We created a random array of integers between 1K and 50K and sought to calculate the N50. This was done by sorting them by order of length and then creating a new array that calculated the ordered sum of contigs starting with the largest and working towards the smallest. A mask was then created to select only those sums that are greater than half of the genome size, and the smallest is the N50.
Action [12]: Bonus challenge (optional/not-graded): combine the lines of code above together into a function that takes the list of contig lengths as an input argument (something you would typically have after completing a genome assembly) and returns the N50 statistic. Test your function to see if it works.

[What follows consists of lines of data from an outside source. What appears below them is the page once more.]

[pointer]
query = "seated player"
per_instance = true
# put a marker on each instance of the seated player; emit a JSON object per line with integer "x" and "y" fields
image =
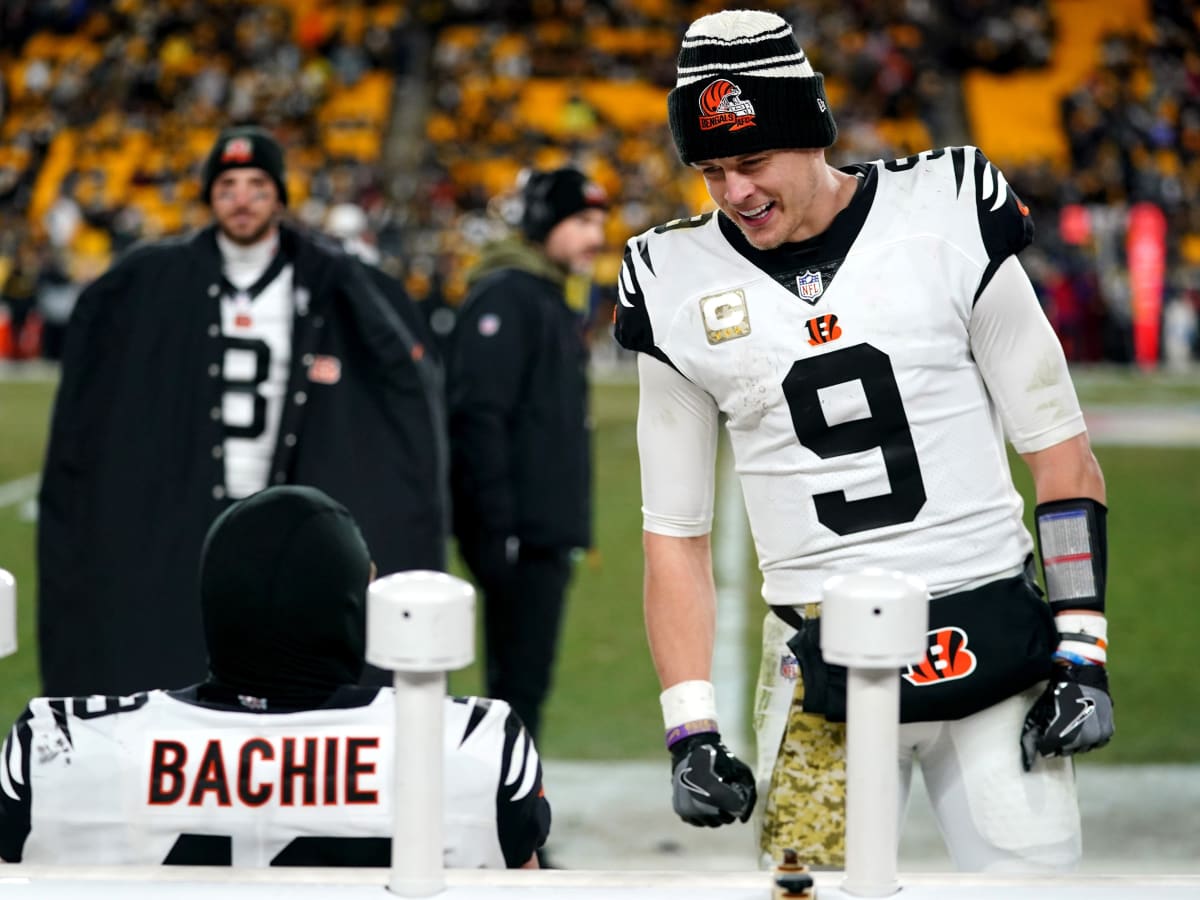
{"x": 280, "y": 757}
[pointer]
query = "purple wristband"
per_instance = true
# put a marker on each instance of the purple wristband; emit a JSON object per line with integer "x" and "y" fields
{"x": 697, "y": 726}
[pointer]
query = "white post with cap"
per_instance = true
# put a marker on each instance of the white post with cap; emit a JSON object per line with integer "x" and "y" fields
{"x": 420, "y": 624}
{"x": 7, "y": 613}
{"x": 874, "y": 623}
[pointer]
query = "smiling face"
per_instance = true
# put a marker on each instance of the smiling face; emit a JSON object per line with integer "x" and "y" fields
{"x": 774, "y": 196}
{"x": 246, "y": 204}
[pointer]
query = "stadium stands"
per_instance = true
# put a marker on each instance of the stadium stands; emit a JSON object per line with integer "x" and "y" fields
{"x": 425, "y": 115}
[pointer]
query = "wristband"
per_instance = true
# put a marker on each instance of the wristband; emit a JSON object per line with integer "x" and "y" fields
{"x": 1084, "y": 639}
{"x": 701, "y": 726}
{"x": 688, "y": 708}
{"x": 1073, "y": 545}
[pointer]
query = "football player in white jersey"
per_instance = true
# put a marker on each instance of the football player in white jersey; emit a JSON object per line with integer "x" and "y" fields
{"x": 871, "y": 340}
{"x": 279, "y": 757}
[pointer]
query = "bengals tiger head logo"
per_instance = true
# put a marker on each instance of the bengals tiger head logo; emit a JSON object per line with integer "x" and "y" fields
{"x": 947, "y": 659}
{"x": 721, "y": 103}
{"x": 238, "y": 150}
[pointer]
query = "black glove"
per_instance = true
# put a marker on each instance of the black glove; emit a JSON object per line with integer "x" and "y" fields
{"x": 1072, "y": 717}
{"x": 711, "y": 785}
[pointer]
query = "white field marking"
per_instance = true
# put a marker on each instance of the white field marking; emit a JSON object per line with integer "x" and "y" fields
{"x": 19, "y": 490}
{"x": 730, "y": 663}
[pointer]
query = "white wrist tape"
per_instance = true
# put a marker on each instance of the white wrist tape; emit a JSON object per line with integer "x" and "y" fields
{"x": 688, "y": 702}
{"x": 1084, "y": 636}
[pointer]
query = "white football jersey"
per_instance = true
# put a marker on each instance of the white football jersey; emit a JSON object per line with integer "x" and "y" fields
{"x": 257, "y": 335}
{"x": 862, "y": 430}
{"x": 165, "y": 778}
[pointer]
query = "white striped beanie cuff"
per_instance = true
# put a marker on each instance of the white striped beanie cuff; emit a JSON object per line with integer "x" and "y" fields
{"x": 744, "y": 85}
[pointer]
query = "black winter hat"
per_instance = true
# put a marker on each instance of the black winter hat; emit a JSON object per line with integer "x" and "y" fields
{"x": 245, "y": 147}
{"x": 744, "y": 85}
{"x": 550, "y": 197}
{"x": 283, "y": 580}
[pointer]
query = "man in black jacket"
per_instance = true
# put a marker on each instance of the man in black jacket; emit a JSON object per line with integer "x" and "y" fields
{"x": 197, "y": 371}
{"x": 520, "y": 439}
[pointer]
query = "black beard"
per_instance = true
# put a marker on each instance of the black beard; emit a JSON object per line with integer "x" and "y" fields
{"x": 253, "y": 238}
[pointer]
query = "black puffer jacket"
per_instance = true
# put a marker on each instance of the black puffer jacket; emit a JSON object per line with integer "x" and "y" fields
{"x": 133, "y": 473}
{"x": 520, "y": 436}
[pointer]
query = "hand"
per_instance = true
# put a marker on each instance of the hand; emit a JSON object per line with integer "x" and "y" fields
{"x": 1072, "y": 717}
{"x": 711, "y": 785}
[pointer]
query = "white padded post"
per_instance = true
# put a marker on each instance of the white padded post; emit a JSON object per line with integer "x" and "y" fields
{"x": 420, "y": 624}
{"x": 7, "y": 613}
{"x": 873, "y": 623}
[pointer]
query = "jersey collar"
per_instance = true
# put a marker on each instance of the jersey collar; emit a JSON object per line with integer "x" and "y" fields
{"x": 821, "y": 253}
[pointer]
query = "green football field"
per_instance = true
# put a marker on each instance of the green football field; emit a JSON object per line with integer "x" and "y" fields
{"x": 605, "y": 700}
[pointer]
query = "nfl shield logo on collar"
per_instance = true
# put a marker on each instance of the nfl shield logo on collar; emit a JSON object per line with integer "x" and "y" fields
{"x": 809, "y": 287}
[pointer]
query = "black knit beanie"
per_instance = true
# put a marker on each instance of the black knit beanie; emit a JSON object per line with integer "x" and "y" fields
{"x": 245, "y": 147}
{"x": 283, "y": 581}
{"x": 744, "y": 85}
{"x": 550, "y": 197}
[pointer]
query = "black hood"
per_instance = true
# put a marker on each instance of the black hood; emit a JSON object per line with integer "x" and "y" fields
{"x": 283, "y": 579}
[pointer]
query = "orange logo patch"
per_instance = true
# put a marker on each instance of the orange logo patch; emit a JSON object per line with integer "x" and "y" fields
{"x": 720, "y": 103}
{"x": 946, "y": 660}
{"x": 822, "y": 329}
{"x": 325, "y": 370}
{"x": 238, "y": 150}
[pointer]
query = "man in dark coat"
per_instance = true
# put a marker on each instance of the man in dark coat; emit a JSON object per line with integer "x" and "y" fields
{"x": 519, "y": 431}
{"x": 201, "y": 370}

If you get stuck on this do not worry.
In [ ]:
 
In [66]:
def calculate_N50_from_contig_sizes(contig_sizes):

    # 2. comment: sort integer array by size
    contig_sizes.sort()
    contig_sizes

    # 3. comment: reverse the order of the array
    contig_sizes = contig_sizes[::-1]
    contig_sizes

    # 4. comment: get the total sum (e.g., assembly size)
    total_len = contig_sizes.sum()
    total_len

    # 5. comment: get half of the total size
    half_total_len = total_len / 2
    half_total_len

    # 6. comment: make an array of zeros
    contig_sum_lens = np.zeros(contig_sizes.size, dtype=int)
    contig_sum_lens

    # 7. comment: interate over the items in the empty array and
    #             fill each index with the sum of all up to that point. 
    for i in range(contig_sizes.size):
        contig_sum_lens[i] = contig_sizes[i:].sum()
    contig_sum_lens

    # 8. comment: calculate which values are > half the total length
    which_contigs_longer_than_half = contig_sum_lens > half_total_len
    which_contigs_longer_than_half

    # 9. comment: keep the values that answered True above
    contigs_longer_than_half = contig_sizes[which_contigs_longer_than_half]
    contigs_longer_than_half

    # 10. comment: keep the lowest value from above, which is the N50
    n50 = contigs_longer_than_half.min()
    
    return n50
In [68]:
# run this first so that we all start from the same random seed
import numpy as np
np.random.seed(12345)
contig_sizes = np.random.randint(1000, 50000, size=50)

# run the new function
calculate_N50_from_contig_sizes(contig_sizes)
Out[68]:
37907
Action: Save and Download this notebook as HTML to upload to courseworks.